Chapter 9 of the bankruptcy code covers the needs of towns, cities, counties, school districts, municipal utilities, villages and taxing districts. Individuals and corporations are not eligible to file for a Chapter 9 bankruptcy. Chapter 9 is not available to states, either.
To qualify for a Chapter 9 bankruptcy, a municipality must meet four requirements:
- It must be insolvent.
- It must make a plan to reorganize or adjust its debts.
- It must get the agreement of a majority of its creditors, have failed to negotiate with the majority of its creditors or be unable to negotiate with its creditors.
- It must be authorized to be a debtor by a governmental officer or organization, or by state law.

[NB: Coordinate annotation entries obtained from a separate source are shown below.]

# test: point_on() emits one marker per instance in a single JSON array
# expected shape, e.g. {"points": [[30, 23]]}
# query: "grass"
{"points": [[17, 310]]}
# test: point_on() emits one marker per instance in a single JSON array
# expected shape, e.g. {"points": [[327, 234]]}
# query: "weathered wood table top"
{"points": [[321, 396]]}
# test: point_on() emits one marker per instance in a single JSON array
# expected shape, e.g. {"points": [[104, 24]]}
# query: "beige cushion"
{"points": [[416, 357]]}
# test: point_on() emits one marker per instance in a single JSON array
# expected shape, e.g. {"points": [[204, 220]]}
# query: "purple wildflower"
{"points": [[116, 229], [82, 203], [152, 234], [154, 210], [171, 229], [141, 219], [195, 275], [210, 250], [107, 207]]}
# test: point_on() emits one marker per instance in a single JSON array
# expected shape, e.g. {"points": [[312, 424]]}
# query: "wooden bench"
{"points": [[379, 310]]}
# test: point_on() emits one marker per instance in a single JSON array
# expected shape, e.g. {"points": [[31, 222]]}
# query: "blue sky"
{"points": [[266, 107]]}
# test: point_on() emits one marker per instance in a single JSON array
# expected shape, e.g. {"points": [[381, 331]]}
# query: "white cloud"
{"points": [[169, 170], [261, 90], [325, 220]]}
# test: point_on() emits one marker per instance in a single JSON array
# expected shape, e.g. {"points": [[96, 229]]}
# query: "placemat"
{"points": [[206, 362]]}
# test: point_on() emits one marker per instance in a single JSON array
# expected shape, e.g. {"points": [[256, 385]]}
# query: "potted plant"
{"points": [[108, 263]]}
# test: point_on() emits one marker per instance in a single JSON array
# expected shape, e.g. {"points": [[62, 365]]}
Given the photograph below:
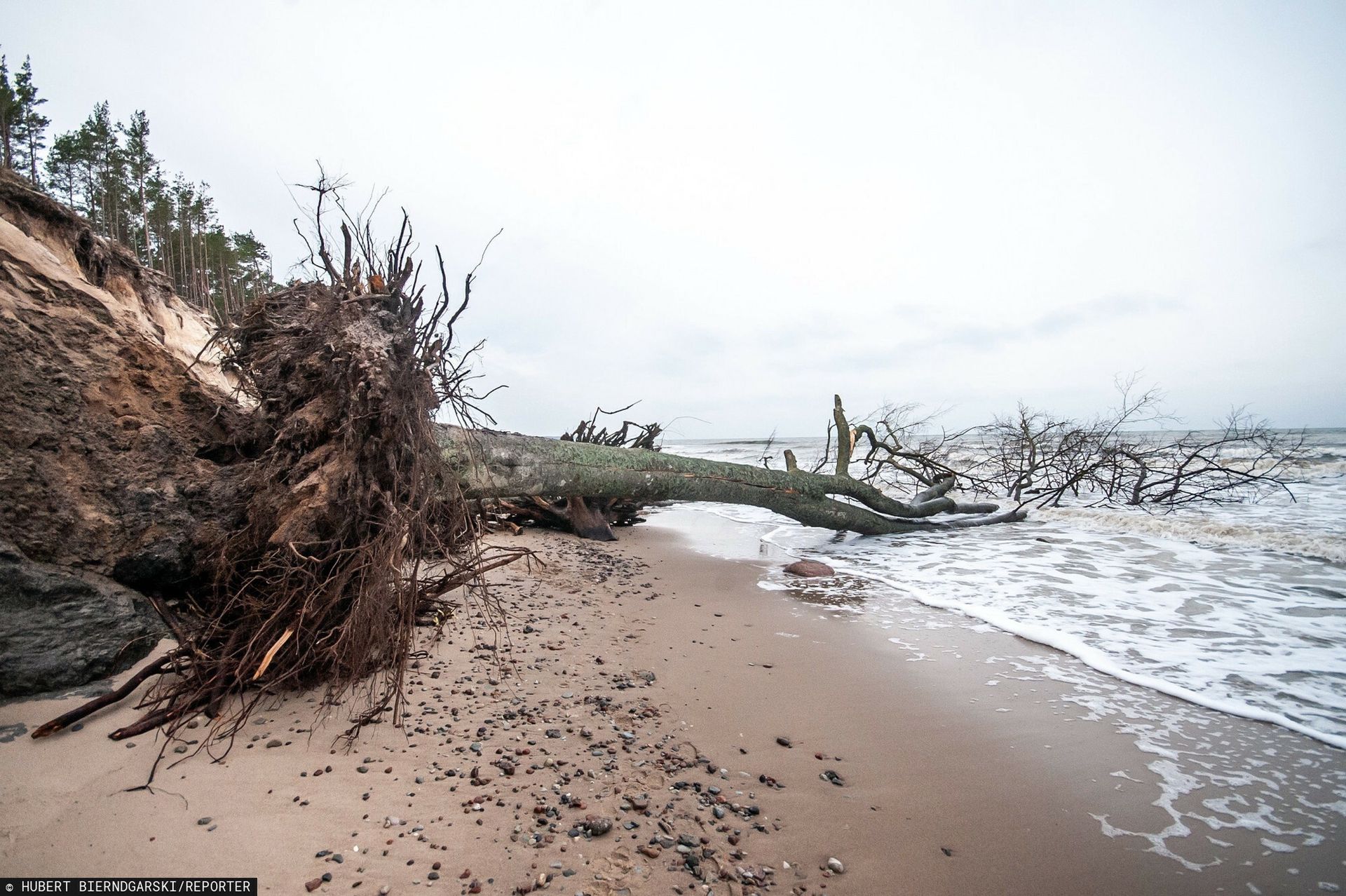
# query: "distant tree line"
{"points": [[107, 171]]}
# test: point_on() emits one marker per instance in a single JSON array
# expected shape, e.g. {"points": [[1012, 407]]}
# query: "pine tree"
{"points": [[30, 125], [140, 165], [8, 104], [64, 167]]}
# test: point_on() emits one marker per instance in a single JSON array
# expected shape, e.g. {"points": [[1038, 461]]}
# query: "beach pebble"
{"points": [[598, 827], [809, 569]]}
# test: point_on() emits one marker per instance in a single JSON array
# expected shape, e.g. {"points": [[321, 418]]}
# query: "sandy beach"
{"points": [[653, 688]]}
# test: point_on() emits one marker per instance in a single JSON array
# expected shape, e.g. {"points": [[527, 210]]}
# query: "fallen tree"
{"points": [[332, 484], [493, 464]]}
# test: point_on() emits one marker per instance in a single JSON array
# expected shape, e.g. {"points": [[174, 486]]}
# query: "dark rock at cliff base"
{"points": [[61, 627], [809, 568]]}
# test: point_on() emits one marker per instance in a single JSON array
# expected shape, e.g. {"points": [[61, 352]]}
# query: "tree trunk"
{"points": [[493, 464]]}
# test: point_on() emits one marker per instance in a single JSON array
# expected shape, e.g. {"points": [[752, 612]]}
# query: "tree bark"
{"points": [[493, 464]]}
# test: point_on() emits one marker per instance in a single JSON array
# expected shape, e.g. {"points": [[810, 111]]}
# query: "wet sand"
{"points": [[634, 679]]}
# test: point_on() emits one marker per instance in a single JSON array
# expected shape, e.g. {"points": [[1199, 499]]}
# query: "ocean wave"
{"points": [[1204, 531]]}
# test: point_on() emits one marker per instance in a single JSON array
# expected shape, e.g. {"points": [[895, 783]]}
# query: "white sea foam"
{"points": [[1240, 609]]}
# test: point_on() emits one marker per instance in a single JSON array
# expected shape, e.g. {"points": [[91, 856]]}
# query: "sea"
{"points": [[1235, 610]]}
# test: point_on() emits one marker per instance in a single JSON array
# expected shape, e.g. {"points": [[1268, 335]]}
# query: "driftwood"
{"points": [[493, 464], [586, 515]]}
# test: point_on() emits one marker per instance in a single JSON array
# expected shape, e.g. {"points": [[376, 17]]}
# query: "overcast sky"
{"points": [[734, 210]]}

The goal of Chapter 9 is to protect municipalities from creditors while they work to put together a plan to reorganize their debts. A municipality may reorganize its debts by refinancing, reducing the interest owed or the amount of the principal, or extending the repayment period of the debt.
Unlike under other chapters of the bankruptcy code, there is no liquidation of assets under Chapter 9.
Chapter 9 example
Since Chapter 9 was added to the bankruptcy code in 1937, around 10 Chapter 9 petitions have been filed per year. It’s much less common than other bankruptcies.
Some Chapter 9 bankruptcies have been noteworthy. In 1994, Orange County, California sought to restructure $1.7 billion in debt, the largest municipal bankruptcy declaration at the time.
In November 2011, Jefferson County, Alabama sought assistance in restructuring $4 billion in debt, which stemmed from an investment in a local sewage system that went wrong.
In July 2013, Detroit became the largest U.S. city to file Chapter 9 bankruptcy with an estimated $18 to $20 billion in debt and 100,000 creditors. The approved repayment plan for the city cut about $7 billion from its debt load.